The two main characters in this book are twins. We have Brysen, who was never good enough for their alcoholic father, and was beaten regularly. He’s also stubborn, irresponsible, and reckless. His sister has an ancient power to control falcons, but she refuses to learn how to control it because she doesn’t want to overshadow her good-for-nothing brother. (She also might be asexual, but it’s not explicitly stated in the book. It’s heavily implied, though.)

The two dysfunctional siblings set out to capture the near-mythical bird that killed their father, in order to save the life of Brysen’s lover, falconry trainer, and manipulator, Dymian. They’re joined by Nyall, a boy in love with Kylee who doesn’t care that she doesn’t love him back. (In the truly-good-guy way, not in the creepy way. I like Nyall. He’s good people.)

They of course run into dangers in the mountains that the bird lives in, and the book is about that journey. Interspersed with their story is the occasional scene of the invaders sweeping across the land elsewhere. I wish we had a better sense of time – both how long before the invaders near the Six Villages where Brysen and Kylee are, and how long their journey in the mountains takes. That could have been much better communicated.

Kylee frustrates me – she could be so badass, and if she’d use her powers, it could get her what she wants. She’s trying to earn enough money catching and selling birds of prey to get out of the business entirely. (She has to pay off their father’s debts first.) So why not use her powers to call down a few of the most valuable birds and BE DONE WITH IT? How does this not occur to her? As far as I can tell, the only real reason she doesn’t want to be a falconer is she knows she’d be excellent at it and she doesn’t want to overshadow her brother, whose dream it’s been to be a great falconer.
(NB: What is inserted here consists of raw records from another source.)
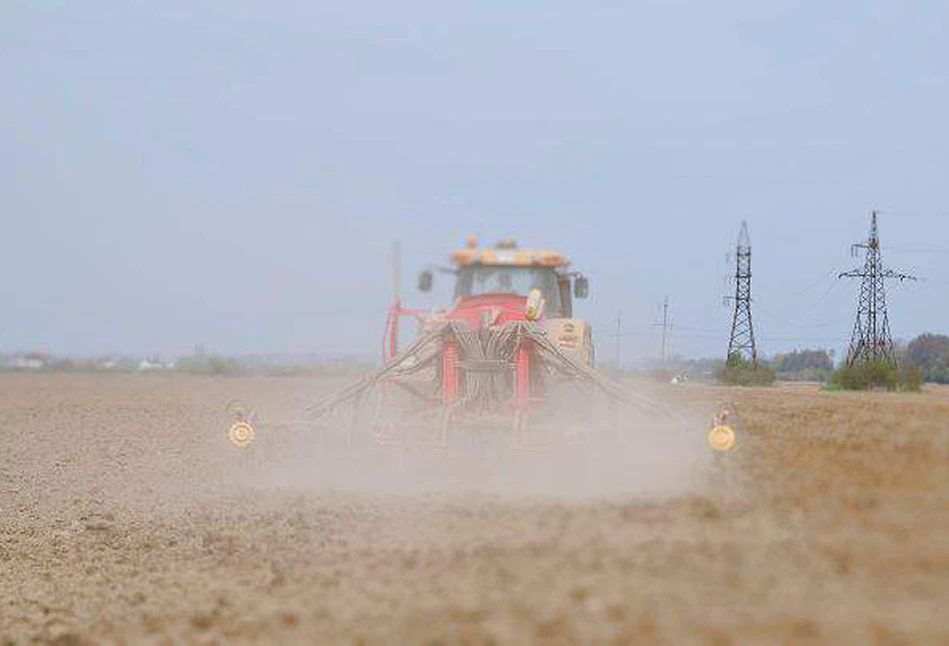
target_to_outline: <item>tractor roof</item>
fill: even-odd
[[[467,248],[452,251],[451,260],[459,267],[566,267],[570,264],[566,256],[550,249],[519,249],[513,240],[502,240],[494,248],[479,248],[473,238],[469,238]]]

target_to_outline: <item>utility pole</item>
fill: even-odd
[[[623,339],[623,313],[616,313],[616,370],[620,370],[621,346]]]
[[[672,329],[672,323],[669,321],[669,297],[666,296],[662,301],[662,323],[653,323],[653,327],[662,327],[662,341],[659,345],[659,357],[662,362],[666,361],[666,334]]]
[[[726,297],[726,302],[728,300],[735,302],[735,311],[726,361],[733,356],[740,356],[757,365],[758,348],[755,346],[755,329],[751,323],[751,237],[746,221],[741,223],[735,247],[735,295]]]
[[[847,366],[868,361],[884,361],[895,366],[893,337],[890,336],[890,317],[886,310],[886,279],[900,282],[916,280],[915,276],[901,274],[883,267],[880,256],[880,234],[877,228],[877,211],[870,215],[870,237],[851,247],[853,255],[858,249],[866,250],[863,267],[841,273],[838,278],[860,278],[860,296],[857,302],[857,319],[853,324],[850,347],[847,350]]]

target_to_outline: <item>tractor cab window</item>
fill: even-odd
[[[527,296],[537,288],[546,300],[547,316],[562,312],[557,272],[550,267],[505,267],[472,265],[458,270],[455,298],[478,294],[518,294]]]

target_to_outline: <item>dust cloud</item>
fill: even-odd
[[[619,437],[585,437],[594,422],[611,428],[586,410],[583,428],[561,419],[528,431],[523,451],[506,431],[379,450],[347,448],[341,427],[266,423],[242,451],[226,436],[230,399],[286,419],[340,382],[54,374],[0,384],[0,637],[14,642],[384,643],[452,625],[474,641],[592,636],[600,620],[557,619],[555,601],[586,604],[598,571],[582,565],[589,545],[606,554],[628,540],[625,519],[674,517],[663,510],[693,497],[708,457],[699,426],[623,418]],[[541,444],[552,437],[569,441]],[[635,540],[647,536],[656,531]],[[533,589],[573,550],[578,576],[558,579],[550,599]],[[511,605],[511,593],[522,601]],[[597,612],[621,619],[621,604]]]
[[[561,402],[563,404],[563,402]],[[564,409],[568,412],[565,413]],[[449,423],[398,420],[379,411],[378,425],[352,425],[350,410],[310,424],[294,411],[270,411],[246,450],[222,444],[221,459],[252,488],[364,494],[444,494],[595,499],[664,498],[703,489],[714,456],[705,431],[711,413],[682,406],[640,411],[572,393],[553,413],[528,416],[515,441],[514,416],[470,416]],[[384,426],[388,436],[373,441]],[[394,439],[393,439],[394,436]]]

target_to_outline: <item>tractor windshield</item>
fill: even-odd
[[[458,270],[455,298],[478,294],[518,294],[537,288],[546,300],[548,315],[561,312],[557,272],[550,267],[471,265]]]

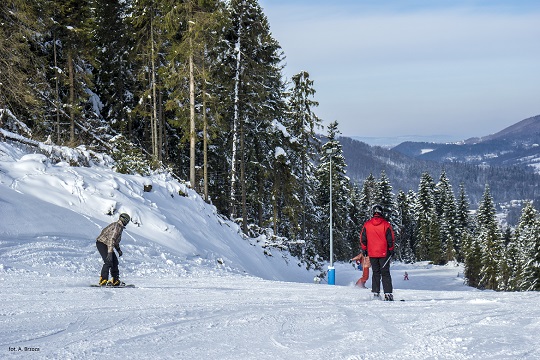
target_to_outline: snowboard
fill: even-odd
[[[119,289],[119,288],[134,288],[135,285],[133,284],[126,284],[126,285],[122,285],[122,286],[101,286],[101,285],[98,285],[98,284],[92,284],[90,285],[90,287],[97,287],[97,288],[104,288],[104,289]]]

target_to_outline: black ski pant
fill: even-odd
[[[371,270],[373,270],[373,276],[371,277],[371,292],[381,292],[381,278],[382,285],[385,294],[392,293],[392,277],[390,276],[390,257],[385,258],[373,258],[370,257]]]
[[[99,254],[101,255],[101,258],[103,259],[103,267],[101,268],[101,278],[108,279],[109,271],[110,271],[112,278],[114,278],[115,280],[119,279],[120,270],[118,269],[118,258],[116,257],[116,254],[114,253],[114,251],[112,253],[112,261],[107,261],[107,253],[109,252],[107,245],[105,245],[101,241],[96,241],[96,247],[99,251]]]

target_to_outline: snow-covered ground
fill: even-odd
[[[95,238],[120,212],[133,216],[121,277],[137,288],[91,288]],[[374,301],[351,264],[336,264],[336,286],[315,284],[258,240],[164,175],[52,164],[0,142],[0,358],[540,359],[538,293],[471,289],[455,264],[396,263],[405,301]]]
News flash. Your brother is worthless, girl. If he wants to be great maybe he should buckle down and focus instead of blaming those around him for his misfortunes.

So I’m not sure what my overall opinion of this book is. The world-building is shaping up to be interesting, but needs more fleshing out. The writing itself is pretty good, it flows nicely but needs a better sense of time. The characters’ motivations are clear but occasionally frustrating. I am a little invested in seeing what happens in the next book, but I’m not sure I’m invested enough to spend the time to read it. I’ll make that decision when it comes out, I suppose.

From the cover of Black Wings Beating:

THEY’LL RISE TOGETHER OR FALL ALONE

The people of Uztar have long looked to the sky with hope and wonder. Nothing in their world is more revered than birds of prey, and no one is more honored than the falconers who call them to their fists. 

Brysen strives to be a great falconer, while his twin sister, Kylee, possesses ancient gifts for it but wants to be free of falconry altogether. She’s nearly made it out, too, but a war is rolling toward the Six Villages, with a rebel army leaving nothing in its wake but blood and empty sky. No bird or falconer will be safe from this invasion.

Together the twins must embark on a journey into the treacherous mountains to trap the near-mythic ghost eagle, a solitary killer and the most feared of the Uztari birds of prey. They each go for their own reasons: Brysen for the boy he loves and the glory he’s long craved, and Kylee to atone for her past and protect her brother’s future. But they both are hunted by those who seek one thing: power.

With this book, Alex London launches a soaring saga about the memories that haunt us, the histories that hunt us, and the bonds of blood between us.